Just think of them as lists you have on paper. They have order (but they are not necessarily sorted), new items can be added, items can be removed, and you can access them by index or iterate on them in order.

So what exactly does a List of Lists look like? Basically, something like this:

〖 〖 "This", "That" 〗 〖 "Something" 〗 〖 〗 〖 "A" "Bunch" "Of" "Several" 〗〗

This is a list of four items. Each item is a list of strings. Note something important about it, though: the lists inside it are still lists, and they are independent of one another just like the numbers in the list of Integers. For this reason, each of the lists inside can have a different number of items.
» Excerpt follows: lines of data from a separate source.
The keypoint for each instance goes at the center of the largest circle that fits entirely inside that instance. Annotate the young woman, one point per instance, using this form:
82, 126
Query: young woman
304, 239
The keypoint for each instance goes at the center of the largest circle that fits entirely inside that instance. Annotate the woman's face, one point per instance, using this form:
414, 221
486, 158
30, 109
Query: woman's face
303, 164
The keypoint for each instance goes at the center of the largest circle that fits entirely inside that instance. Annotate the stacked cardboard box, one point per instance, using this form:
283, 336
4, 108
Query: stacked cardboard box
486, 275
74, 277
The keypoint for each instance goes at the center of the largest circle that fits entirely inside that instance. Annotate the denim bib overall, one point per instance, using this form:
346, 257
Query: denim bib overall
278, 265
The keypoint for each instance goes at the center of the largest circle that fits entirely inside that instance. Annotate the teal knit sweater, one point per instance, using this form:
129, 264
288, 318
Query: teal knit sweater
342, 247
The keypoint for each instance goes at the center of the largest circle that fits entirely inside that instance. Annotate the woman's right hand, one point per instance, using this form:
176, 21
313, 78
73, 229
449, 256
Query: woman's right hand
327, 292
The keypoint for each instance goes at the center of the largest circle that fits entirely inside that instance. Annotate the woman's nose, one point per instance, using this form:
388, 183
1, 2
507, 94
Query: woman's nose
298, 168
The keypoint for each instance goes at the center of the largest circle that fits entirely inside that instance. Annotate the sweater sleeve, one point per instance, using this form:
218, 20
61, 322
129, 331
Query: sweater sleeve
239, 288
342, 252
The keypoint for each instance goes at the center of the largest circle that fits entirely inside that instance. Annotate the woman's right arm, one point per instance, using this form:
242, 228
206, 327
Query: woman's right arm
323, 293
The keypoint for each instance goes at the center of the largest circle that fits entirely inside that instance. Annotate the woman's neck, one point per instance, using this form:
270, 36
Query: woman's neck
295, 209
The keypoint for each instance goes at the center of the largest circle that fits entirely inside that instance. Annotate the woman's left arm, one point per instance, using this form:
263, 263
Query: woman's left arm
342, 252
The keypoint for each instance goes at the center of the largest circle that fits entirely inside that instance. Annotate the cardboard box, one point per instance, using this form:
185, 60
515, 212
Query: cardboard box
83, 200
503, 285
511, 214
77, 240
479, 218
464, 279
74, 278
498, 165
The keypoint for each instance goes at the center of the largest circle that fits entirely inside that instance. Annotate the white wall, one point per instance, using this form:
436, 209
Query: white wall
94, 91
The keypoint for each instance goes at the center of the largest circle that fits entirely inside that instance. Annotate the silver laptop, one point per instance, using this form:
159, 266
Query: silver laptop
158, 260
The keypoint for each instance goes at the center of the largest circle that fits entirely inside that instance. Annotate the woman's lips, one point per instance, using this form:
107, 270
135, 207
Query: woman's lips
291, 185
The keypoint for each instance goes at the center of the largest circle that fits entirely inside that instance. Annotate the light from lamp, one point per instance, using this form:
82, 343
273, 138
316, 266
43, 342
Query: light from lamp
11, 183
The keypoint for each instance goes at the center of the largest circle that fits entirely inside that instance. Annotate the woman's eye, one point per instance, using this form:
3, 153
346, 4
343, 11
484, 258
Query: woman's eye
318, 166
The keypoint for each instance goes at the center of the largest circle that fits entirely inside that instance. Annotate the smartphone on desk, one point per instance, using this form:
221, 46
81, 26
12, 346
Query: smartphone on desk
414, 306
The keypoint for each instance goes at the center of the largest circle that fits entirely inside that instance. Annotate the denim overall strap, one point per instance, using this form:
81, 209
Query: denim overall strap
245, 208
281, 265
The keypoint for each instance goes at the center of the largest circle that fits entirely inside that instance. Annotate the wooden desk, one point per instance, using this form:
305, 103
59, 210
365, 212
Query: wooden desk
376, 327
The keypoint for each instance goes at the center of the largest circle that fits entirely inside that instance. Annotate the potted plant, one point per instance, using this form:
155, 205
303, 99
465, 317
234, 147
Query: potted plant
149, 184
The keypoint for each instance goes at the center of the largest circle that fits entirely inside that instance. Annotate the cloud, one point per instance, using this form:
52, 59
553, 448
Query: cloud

This is important to remember if you want to use a list of lists to represent a table. Tables are objects that have the same number of items in each row. And you have the concept of a column. In Excel, you can copy a column together as one, to somewhere else.

Using a List of Lists doesn't give you the concept of equal-length-rows and separable columns. At least, not directly. If you use it to represent a table, you should probably wrap it in a class that makes sure that every time you extend one row, all the others are extended as well, and allows you to do things like return whole columns or delete whole columns.

It would do so by looping over the rows and performing the operations on each sub-list separately.

You can use a List of Lists as a table even without wrapping it as said, if you don't actually need all those operations and you just need a rudimentary implementation of a table as part of something else. You will still have to take care to fill and retrieve "columns" by looping over the rows and accessing the required column on each of them.